Abhay reviews Jonathan Ames and Dean Haspiel’s The Alcoholic. If you’re interested in Care Bear ejaculate and how it relates to the international financial crisis, this is the comic review for you.
This is really interesting – it’s the first part of what appears to be a book-length meditation on the Jon-Benet Ramsay murder, but the thing that interests me about it is its comparison between the mindsets of North Manchester and the USA from a British ex-pat living in the US – living, as I do, in Manchester with a USian ex-pat wife, the parallels are interesting. Plus, it’s just well-written.
Alix at The People’s Republic Of Mortimer sums up my thoughts on the financial problems quite well – “Oh. So massive inflation will adversely affect the savings I don’t have, while a stupendously overdue correction in the credit market will bring crashing down the prices of houses that I currently can’t afford. Right. Gosh, that’s… awful.”
Of course, it is awful for those affected, but for those at the bottom (which until last month included myself and my wife – we’ve been lucky enough to have become marginally *more* secure in the last couple of months, which is a miracle in itself) the current problems might have an upside…

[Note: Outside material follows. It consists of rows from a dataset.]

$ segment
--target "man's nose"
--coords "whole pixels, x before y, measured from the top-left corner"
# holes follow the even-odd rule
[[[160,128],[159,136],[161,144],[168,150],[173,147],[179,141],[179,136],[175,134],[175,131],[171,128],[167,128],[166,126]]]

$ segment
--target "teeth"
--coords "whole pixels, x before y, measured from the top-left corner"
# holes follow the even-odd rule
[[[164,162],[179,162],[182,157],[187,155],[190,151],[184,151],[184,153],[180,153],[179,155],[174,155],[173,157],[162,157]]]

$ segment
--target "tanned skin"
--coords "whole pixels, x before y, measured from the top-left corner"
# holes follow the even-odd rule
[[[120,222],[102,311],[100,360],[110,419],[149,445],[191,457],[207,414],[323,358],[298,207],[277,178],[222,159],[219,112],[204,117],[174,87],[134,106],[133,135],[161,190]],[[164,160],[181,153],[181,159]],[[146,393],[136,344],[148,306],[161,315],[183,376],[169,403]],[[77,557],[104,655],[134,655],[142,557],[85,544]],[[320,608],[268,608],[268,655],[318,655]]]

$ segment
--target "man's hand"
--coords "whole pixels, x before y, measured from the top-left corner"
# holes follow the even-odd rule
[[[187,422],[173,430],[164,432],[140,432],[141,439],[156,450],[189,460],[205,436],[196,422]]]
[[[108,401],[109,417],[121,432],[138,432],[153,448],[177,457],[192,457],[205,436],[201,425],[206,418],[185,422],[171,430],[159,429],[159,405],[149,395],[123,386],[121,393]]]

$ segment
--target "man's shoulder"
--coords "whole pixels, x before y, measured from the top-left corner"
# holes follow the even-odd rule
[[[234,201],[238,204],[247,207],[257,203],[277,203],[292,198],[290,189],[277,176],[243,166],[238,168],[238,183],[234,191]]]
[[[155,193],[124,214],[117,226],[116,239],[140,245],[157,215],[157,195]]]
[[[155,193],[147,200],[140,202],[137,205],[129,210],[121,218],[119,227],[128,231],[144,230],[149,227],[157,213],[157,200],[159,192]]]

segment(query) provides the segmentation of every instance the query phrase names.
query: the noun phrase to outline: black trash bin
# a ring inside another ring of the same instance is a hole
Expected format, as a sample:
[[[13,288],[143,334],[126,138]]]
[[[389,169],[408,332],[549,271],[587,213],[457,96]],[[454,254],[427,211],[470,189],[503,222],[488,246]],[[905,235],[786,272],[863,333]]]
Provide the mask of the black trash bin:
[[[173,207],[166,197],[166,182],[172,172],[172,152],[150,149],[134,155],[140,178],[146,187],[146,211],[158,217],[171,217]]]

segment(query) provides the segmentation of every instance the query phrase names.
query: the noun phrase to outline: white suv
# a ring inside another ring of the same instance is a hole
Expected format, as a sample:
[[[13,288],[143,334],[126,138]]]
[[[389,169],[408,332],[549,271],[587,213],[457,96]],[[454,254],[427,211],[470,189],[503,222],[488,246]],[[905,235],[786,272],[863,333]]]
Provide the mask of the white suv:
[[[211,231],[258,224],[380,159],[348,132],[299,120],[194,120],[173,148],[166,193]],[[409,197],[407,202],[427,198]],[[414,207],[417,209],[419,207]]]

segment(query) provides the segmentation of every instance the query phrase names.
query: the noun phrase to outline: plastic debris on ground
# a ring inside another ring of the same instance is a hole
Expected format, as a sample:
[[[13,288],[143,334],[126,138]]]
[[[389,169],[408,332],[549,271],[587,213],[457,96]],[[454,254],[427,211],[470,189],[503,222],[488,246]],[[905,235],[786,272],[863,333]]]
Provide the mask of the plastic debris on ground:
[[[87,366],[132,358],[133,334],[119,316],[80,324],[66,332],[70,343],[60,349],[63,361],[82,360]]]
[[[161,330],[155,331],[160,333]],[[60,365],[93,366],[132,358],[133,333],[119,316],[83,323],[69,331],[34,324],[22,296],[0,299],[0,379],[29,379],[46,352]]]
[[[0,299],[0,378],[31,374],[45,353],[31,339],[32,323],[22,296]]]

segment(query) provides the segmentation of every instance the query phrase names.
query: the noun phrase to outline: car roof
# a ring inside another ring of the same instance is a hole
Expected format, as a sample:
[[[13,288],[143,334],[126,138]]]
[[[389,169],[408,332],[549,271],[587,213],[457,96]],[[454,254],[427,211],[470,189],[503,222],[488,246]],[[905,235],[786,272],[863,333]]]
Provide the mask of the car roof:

Eddie Campbell’s blog has been quite extraordinarily good recently – here’s a short piece he wrote about David Foster Wallace, and about narrative – “We take part in a greater or lesser story according to our imagination, and our mind’s ability to rise above the daily transactions of survival.”
And Amypoodle over at the Mindless Ones (part two of the interview coming soon, I promise) looks at Batman 680.